FourPoints IM construit une architecture « en nuage »

le 01/11/2012 L'AGEFI Hebdo

Née d'une fusion récente, la société de gestion bâtit un outil fondé sur une infrastructure et des applicatifs externalisés.

Lors de la fusion, nous avons mené une réflexion autour de notre système d'information : qu'est-ce qui doit relever du progiciel et de l'outil propriétaire ? expose Benoît Flamant, directeur gestion technique et directeur des systèmes d’information chez FourPoints Investment Managers. Le problème du progiciel, c'est qu'il est toujours nécessaire d'ajouter des développements spécifiques pour répondre aux besoins de personnalisation, ce qui conduit souvent à la mise en place de véritables usines à gaz, difficiles à maintenir et, surtout, à faire évoluer. »

Mutualisation

Cette nouvelle société de gestion résulte en effet de la fusion, en mai 2012, de PIM Gestion France et IT Asset Management. Ces deux acteurs présentaient des différences marquées en termes de systèmes d'information. D'un côté, PIM Gestion doté d'une informatique « on premise », c'est-à-dire essentiellement constituée de progiciels, dont GPMS pour la gestion proprement dite (le « front-to-back ») et Digiterre pour le CRM (gestion de la relation client). D’autre part, IT Asset Management avait une informatique reposant sur un outil développé en interne et répondant à tous les besoins : CRM, contrôle de gestion, opération de middle-office... « Une informatique 'on premise' oblige à construire une architecture dans les règles de l'art : un serveur applicatif, répliqué par un autre serveur en cas de problème, auxquels s'ajoutent un troisième serveur pour la synchronisation avec les capacités réseaux et un quatrième destiné aux sauvegardes sur support physique, précise Benoît Flamant. On arrivait donc à quatre serveurs à maintenir pour seize personnes, ce qui était un peu surdimensionné. »

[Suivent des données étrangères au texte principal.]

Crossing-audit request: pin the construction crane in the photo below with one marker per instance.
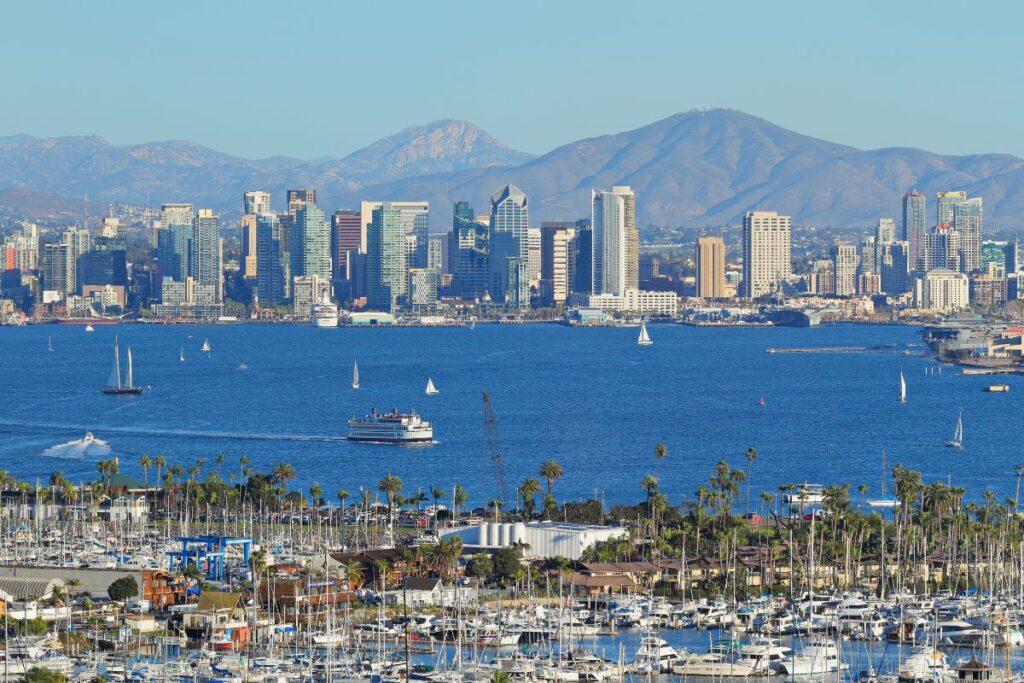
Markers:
(491, 426)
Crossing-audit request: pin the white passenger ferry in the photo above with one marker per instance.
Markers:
(393, 427)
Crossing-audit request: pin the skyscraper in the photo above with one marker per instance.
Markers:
(509, 248)
(616, 247)
(386, 264)
(845, 267)
(471, 246)
(914, 220)
(968, 216)
(945, 203)
(766, 252)
(270, 274)
(206, 265)
(310, 247)
(710, 263)
(256, 202)
(346, 236)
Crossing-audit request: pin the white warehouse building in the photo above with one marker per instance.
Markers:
(545, 539)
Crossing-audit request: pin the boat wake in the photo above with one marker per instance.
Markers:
(89, 446)
(181, 433)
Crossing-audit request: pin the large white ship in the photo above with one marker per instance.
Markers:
(393, 427)
(324, 313)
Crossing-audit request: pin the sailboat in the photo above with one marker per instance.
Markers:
(115, 387)
(957, 440)
(644, 339)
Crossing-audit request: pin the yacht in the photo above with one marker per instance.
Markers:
(821, 655)
(654, 655)
(393, 427)
(324, 313)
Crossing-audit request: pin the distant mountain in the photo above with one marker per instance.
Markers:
(695, 169)
(177, 170)
(707, 168)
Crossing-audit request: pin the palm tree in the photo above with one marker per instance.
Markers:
(752, 455)
(145, 463)
(159, 463)
(550, 471)
(390, 485)
(527, 492)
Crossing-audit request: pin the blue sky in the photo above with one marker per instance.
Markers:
(318, 79)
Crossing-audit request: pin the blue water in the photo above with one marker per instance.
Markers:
(589, 398)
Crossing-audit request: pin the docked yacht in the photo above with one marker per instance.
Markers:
(654, 655)
(821, 655)
(393, 427)
(324, 313)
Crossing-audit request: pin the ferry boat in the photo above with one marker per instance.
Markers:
(393, 427)
(324, 313)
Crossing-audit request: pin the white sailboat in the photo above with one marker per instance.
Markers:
(957, 440)
(644, 339)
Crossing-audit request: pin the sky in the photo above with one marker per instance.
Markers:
(317, 79)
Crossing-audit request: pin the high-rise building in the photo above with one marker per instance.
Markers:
(968, 217)
(945, 203)
(914, 221)
(509, 281)
(710, 265)
(616, 245)
(310, 246)
(415, 218)
(766, 252)
(386, 263)
(845, 267)
(206, 265)
(942, 249)
(895, 267)
(471, 245)
(557, 242)
(256, 202)
(346, 236)
(297, 198)
(270, 274)
(534, 256)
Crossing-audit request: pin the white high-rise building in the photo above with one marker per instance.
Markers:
(615, 242)
(845, 266)
(766, 252)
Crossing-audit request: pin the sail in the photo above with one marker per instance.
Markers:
(115, 379)
(644, 337)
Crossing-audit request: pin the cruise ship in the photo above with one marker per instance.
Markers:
(324, 313)
(393, 427)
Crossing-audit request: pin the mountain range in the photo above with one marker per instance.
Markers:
(701, 168)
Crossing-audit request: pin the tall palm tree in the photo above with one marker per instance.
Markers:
(527, 492)
(550, 471)
(145, 463)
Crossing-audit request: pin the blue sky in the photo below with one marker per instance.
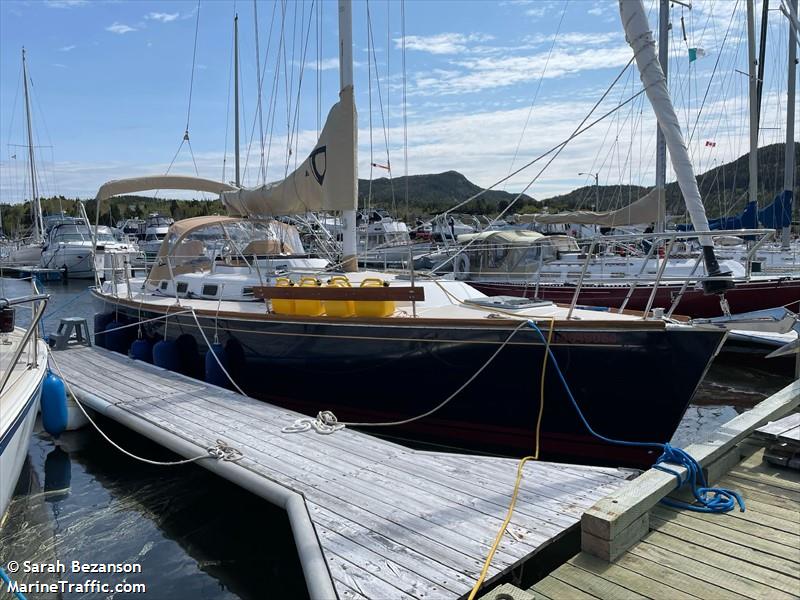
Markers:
(489, 85)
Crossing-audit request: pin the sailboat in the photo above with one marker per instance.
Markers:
(30, 250)
(432, 361)
(619, 275)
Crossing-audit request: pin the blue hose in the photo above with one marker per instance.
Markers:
(712, 500)
(4, 577)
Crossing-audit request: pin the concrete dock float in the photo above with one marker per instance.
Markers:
(634, 547)
(371, 518)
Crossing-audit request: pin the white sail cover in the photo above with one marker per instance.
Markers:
(325, 181)
(640, 38)
(160, 182)
(644, 210)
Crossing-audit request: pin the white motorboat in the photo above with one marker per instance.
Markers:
(23, 367)
(69, 247)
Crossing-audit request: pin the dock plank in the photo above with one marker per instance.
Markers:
(763, 576)
(629, 579)
(725, 546)
(675, 578)
(724, 533)
(391, 521)
(593, 584)
(551, 587)
(701, 571)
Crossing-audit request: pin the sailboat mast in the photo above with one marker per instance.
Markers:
(762, 53)
(236, 96)
(661, 143)
(791, 88)
(640, 38)
(349, 244)
(753, 73)
(38, 226)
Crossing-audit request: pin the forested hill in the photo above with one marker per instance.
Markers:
(723, 189)
(430, 194)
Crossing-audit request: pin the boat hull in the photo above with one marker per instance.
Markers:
(14, 447)
(745, 296)
(375, 372)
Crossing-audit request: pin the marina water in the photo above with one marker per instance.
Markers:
(194, 534)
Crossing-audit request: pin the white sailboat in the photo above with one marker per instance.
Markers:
(399, 349)
(23, 366)
(29, 250)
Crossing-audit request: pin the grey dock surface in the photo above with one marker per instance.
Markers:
(754, 554)
(634, 547)
(390, 522)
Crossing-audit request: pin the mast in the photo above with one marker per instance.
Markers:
(762, 53)
(36, 208)
(661, 144)
(236, 96)
(640, 38)
(753, 73)
(349, 262)
(789, 166)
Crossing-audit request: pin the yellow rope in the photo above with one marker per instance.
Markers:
(520, 466)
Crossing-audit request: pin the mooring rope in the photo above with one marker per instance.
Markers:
(220, 450)
(326, 422)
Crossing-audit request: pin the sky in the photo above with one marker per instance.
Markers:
(478, 87)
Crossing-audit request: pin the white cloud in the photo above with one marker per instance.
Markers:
(120, 28)
(493, 72)
(163, 17)
(442, 43)
(65, 3)
(326, 64)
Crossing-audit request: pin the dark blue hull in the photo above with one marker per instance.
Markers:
(633, 381)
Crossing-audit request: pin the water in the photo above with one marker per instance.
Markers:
(195, 535)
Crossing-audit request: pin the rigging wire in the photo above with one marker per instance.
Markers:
(538, 86)
(228, 106)
(405, 100)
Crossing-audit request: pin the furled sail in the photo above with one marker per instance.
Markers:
(644, 210)
(156, 182)
(640, 38)
(325, 180)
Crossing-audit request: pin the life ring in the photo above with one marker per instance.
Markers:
(461, 268)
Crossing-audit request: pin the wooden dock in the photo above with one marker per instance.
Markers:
(390, 522)
(683, 554)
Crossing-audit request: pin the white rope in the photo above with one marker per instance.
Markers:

Chez IT Asset Management, point de serveur mais une architecture mutualisée, hébergée chez un prestataire externe, Links SI, et reposant sur une infrastructure Citrix. Un choix assumé d'informatique dite « dans le nuage », le cloud computing, c'est-à-dire totalement externalisée et maintenue par un prestataire externe. « Le 'cloud computing' correspond à une logique de mutualisation des ressources informatiques et d'externalisation de certains processus pour en améliorer l'efficacité, ce qui est encore mal compris par les PME, et donc les petites sociétés de gestion », souligne Benoît Flamant.

Solution Saas

Il a donc été décidé de retenir l'outil interne de IT Asset Management pour les processus middle-office. « Nous allons bien évidemment coder dans notre système interne certains processus en vigueur chez PIM Gestion, beaucoup plus évolués que ceux d’IT Asset Management », indique Benoît Flamant. Par exemple, la gestion du cash est beaucoup plus rigoureuse avec des contrôles supplémentaires. De même, le processus de conformité est plus structuré. Pour la gestion de la relation client, il a été décidé de recourir à la solution Saas (Software as a Service - logiciel accessible en ligne sans installation, le contraire de on premise donc, NDLR) de l'éditeur américain SalesForce. Son déploiement est en cours. « La solution de Salesforce est très orientée réseaux sociaux avec des extensions natives vers LinkedIn ou Twitter par exemple, ajoute Benoît Flamant. Les jeunes générations sont très sensibles à l'utilisation de ces outils basés sur les réseaux sociaux. Et ceux-ci représentent un fort potentiel en termes de communication et de fidélisation des clients. »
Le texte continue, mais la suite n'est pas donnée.